Files
deepagent/deepagents_sourcecode/libs/deepagents-cli/deepagents_cli/image_utils.py
HyunjunJeon 9cb01f4abe project init
2025-12-31 11:32:36 +09:00

210 lines
6.0 KiB
Python

"""Utilities for handling image paste from clipboard."""
import base64
import io
import os
import subprocess
import sys
import tempfile
from dataclasses import dataclass
from PIL import Image
@dataclass
class ImageData:
"""Represents a pasted image with its base64 encoding."""
base64_data: str
format: str # "png", "jpeg", etc.
placeholder: str # Display text like "[image 1]"

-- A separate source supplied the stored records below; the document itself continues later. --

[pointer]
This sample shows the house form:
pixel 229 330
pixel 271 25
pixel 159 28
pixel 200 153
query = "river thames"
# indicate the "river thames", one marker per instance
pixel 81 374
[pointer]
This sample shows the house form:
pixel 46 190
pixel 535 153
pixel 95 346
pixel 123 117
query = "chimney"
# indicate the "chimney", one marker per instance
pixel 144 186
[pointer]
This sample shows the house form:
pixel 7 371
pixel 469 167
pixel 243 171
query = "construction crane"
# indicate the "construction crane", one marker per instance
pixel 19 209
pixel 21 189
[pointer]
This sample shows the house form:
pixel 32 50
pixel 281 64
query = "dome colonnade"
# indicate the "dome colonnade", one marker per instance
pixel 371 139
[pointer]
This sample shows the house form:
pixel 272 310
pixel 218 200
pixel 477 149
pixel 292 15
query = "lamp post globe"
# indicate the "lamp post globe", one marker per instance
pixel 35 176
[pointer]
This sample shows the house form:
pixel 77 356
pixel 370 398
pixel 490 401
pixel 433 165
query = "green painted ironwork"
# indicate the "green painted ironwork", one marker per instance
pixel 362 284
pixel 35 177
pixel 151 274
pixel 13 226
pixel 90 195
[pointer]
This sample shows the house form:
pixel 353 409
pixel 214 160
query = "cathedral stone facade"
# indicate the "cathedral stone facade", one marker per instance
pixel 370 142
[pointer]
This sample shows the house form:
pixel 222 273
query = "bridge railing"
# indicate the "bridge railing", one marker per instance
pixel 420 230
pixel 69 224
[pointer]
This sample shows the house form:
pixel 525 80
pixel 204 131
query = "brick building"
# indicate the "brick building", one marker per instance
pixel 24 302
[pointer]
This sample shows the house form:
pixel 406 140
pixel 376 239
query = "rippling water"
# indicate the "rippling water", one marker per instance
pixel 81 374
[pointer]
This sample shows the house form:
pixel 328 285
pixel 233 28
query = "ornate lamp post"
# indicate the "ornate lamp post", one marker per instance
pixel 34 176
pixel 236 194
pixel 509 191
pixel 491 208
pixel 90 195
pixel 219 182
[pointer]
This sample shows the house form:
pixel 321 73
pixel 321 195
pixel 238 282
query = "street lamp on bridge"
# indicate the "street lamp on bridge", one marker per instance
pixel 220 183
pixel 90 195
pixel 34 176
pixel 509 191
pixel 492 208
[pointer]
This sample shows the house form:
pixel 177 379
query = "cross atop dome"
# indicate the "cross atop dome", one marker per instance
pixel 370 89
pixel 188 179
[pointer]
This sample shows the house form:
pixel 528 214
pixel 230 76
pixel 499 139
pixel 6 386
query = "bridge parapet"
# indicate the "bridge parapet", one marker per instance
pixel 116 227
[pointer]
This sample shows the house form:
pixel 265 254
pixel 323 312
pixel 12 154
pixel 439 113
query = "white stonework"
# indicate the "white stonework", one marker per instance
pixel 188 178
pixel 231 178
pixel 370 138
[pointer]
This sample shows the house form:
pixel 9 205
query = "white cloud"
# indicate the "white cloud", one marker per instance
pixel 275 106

def to_message_content(self) -> dict:
"""Convert to LangChain message content format.
Returns:
Dict with type and image_url for multimodal messages
"""
return {
"type": "image_url",
"image_url": {"url": f"data:image/{self.format};base64,{self.base64_data}"},
}
def get_clipboard_image() -> ImageData | None:
"""Attempt to read an image from the system clipboard.
Supports macOS via `pngpaste` or `osascript`.
Returns:
ImageData if an image is found, None otherwise
"""
if sys.platform == "darwin":
return _get_macos_clipboard_image()
# Linux/Windows support could be added here
return None
def _get_macos_clipboard_image() -> ImageData | None:
"""Get clipboard image on macOS using pngpaste or osascript.
First tries pngpaste (faster if installed), then falls back to osascript.
Returns:
ImageData if an image is found, None otherwise
"""
# Try pngpaste first (fast if installed)
try:
result = subprocess.run(
["pngpaste", "-"],
capture_output=True,
check=False,
timeout=2,
)
if result.returncode == 0 and result.stdout:
# Successfully got PNG data
try:
Image.open(io.BytesIO(result.stdout)) # Validate it's a real image
base64_data = base64.b64encode(result.stdout).decode("utf-8")
return ImageData(
base64_data=base64_data,
format="png", # 'pngpaste -' always outputs PNG
placeholder="[image]",
)
except Exception:
pass # Invalid image data
except (FileNotFoundError, subprocess.TimeoutExpired):
pass # pngpaste not installed or timed out
# Fallback to osascript with temp file (built-in but slower)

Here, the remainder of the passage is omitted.